Apologies that this is partially metric and partially old school. But it’s just how it is.

Sweet scones

  • 300g plain flour
  • 1 heaped tsp baking powder
  • 2oz cold butter
  • 1 egg
  • 130ml milk
  • another egg and a slurp of milk to make an eggwash
  • a couple of TBsps granulated sugar
Preheat oven to Gas Mark 9, or as hot as you can get in whatever oven you own
  1. Sift the flour and baking powder together in a nice big wide bowl
  2. Cut the cold butter into it, in wee chunks
  3. Using your fingertips, rub the butter into the flour till it resembles sand.
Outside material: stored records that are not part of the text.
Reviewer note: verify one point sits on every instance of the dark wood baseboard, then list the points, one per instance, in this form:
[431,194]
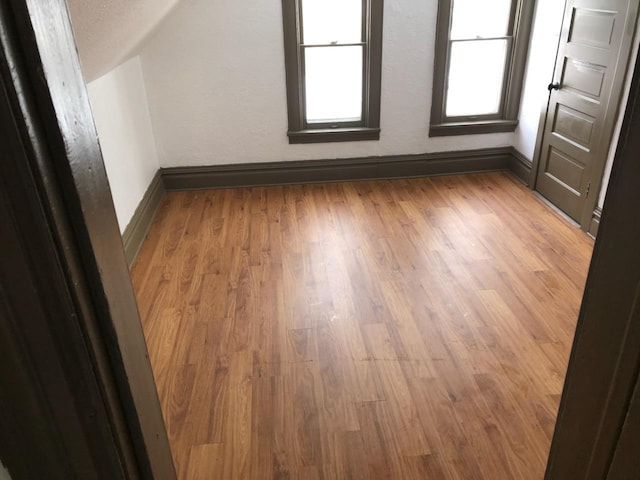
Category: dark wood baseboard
[138,227]
[336,170]
[521,166]
[594,226]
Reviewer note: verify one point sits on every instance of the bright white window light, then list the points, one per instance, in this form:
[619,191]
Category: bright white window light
[327,21]
[477,57]
[476,77]
[333,67]
[480,19]
[333,80]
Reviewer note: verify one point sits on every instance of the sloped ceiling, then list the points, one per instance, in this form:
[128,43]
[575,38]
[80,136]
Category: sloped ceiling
[110,31]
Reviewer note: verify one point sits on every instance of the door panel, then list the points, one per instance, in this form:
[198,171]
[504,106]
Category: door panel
[581,112]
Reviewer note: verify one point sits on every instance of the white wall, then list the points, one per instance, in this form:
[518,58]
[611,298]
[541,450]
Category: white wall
[618,127]
[215,79]
[121,113]
[540,65]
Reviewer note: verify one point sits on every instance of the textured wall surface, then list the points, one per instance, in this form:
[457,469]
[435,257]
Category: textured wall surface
[119,105]
[215,78]
[109,32]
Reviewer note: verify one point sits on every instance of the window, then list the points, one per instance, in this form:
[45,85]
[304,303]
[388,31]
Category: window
[333,53]
[481,49]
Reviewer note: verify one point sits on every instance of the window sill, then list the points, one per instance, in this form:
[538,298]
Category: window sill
[334,135]
[472,128]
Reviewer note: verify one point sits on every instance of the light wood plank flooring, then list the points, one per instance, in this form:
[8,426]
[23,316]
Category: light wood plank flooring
[406,329]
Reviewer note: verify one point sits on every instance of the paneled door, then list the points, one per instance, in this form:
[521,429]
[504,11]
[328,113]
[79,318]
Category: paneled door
[584,95]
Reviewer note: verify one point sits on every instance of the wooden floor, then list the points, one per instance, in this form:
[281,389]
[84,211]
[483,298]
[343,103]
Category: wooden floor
[408,329]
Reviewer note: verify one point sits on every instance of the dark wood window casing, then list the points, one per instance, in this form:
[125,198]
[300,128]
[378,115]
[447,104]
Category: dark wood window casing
[368,127]
[506,119]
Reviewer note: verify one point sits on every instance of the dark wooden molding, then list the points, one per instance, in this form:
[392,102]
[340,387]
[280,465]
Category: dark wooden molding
[135,233]
[334,135]
[83,371]
[594,226]
[520,166]
[506,119]
[336,170]
[472,128]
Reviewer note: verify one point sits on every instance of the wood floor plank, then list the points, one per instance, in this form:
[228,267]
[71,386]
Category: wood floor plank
[402,329]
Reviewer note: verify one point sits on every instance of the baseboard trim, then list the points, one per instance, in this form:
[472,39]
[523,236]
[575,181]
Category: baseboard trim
[520,166]
[138,227]
[336,170]
[594,226]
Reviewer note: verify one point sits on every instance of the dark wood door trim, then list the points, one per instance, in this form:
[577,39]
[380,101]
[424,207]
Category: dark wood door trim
[605,359]
[63,218]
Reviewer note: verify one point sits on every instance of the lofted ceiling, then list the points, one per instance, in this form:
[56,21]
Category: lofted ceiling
[110,31]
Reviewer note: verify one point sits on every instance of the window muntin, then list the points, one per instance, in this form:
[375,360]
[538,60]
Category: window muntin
[328,21]
[333,46]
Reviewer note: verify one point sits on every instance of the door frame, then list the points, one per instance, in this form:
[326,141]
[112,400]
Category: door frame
[620,78]
[68,185]
[605,358]
[76,315]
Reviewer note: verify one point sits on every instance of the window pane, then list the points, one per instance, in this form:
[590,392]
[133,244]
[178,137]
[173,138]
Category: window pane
[333,80]
[476,75]
[327,21]
[480,19]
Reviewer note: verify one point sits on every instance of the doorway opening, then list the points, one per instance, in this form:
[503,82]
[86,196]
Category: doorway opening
[587,93]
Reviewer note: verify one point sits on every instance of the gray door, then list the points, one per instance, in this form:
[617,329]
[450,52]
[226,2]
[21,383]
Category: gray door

As you rub in the butter lift the mixture up high, and let it fall through your fingers, getting lots of air into the mixture
  4. Now make a well in the centre of the mixture
  5. In a separate bowl, whisk together the egg and the milk, then pour the combined mixture into the well 
  6. Now you’re going to get your hands dirty. Make your fingers ‘stiff’ so your hand is like a wee shovel and use your hand to quickly mix all the ingredients together
  7. Once they are all combined stop mixing and go and wash and dry your hands
  8. Sprinkle flour on a board, and tip out the scone dough
  9. With your hands bring the dough together into a neat round, about 1.5″ thick
  10. Use a cutter to cut into rounds and set aside
  11. Whisk together the egg and milk for the egg wash and put the sugar in a bowl
  12. Brush the eggwash on each scone and then dip their tops into the sugar to give them a scrunchy sugary top
  13. Place spaced a wee bit apart on a baking sheet 
  14. Bake for 10 – 12 minutes
Eat warm with butter and homemade strawberry jam. Or that tasty gooseberry and elderflower jam I made last weekend… Or clotted cream and blackcurrant jelly. Or rhubarb compote with whisked cream. Or perhaps some lemon curd and a mini scoop of vanilla icecream.
And if you don’t eat them all straight way then pop them in the freezer. They’ll only need about 20 – 40seconds in the microwave to defrost and reheat them. Delumptious.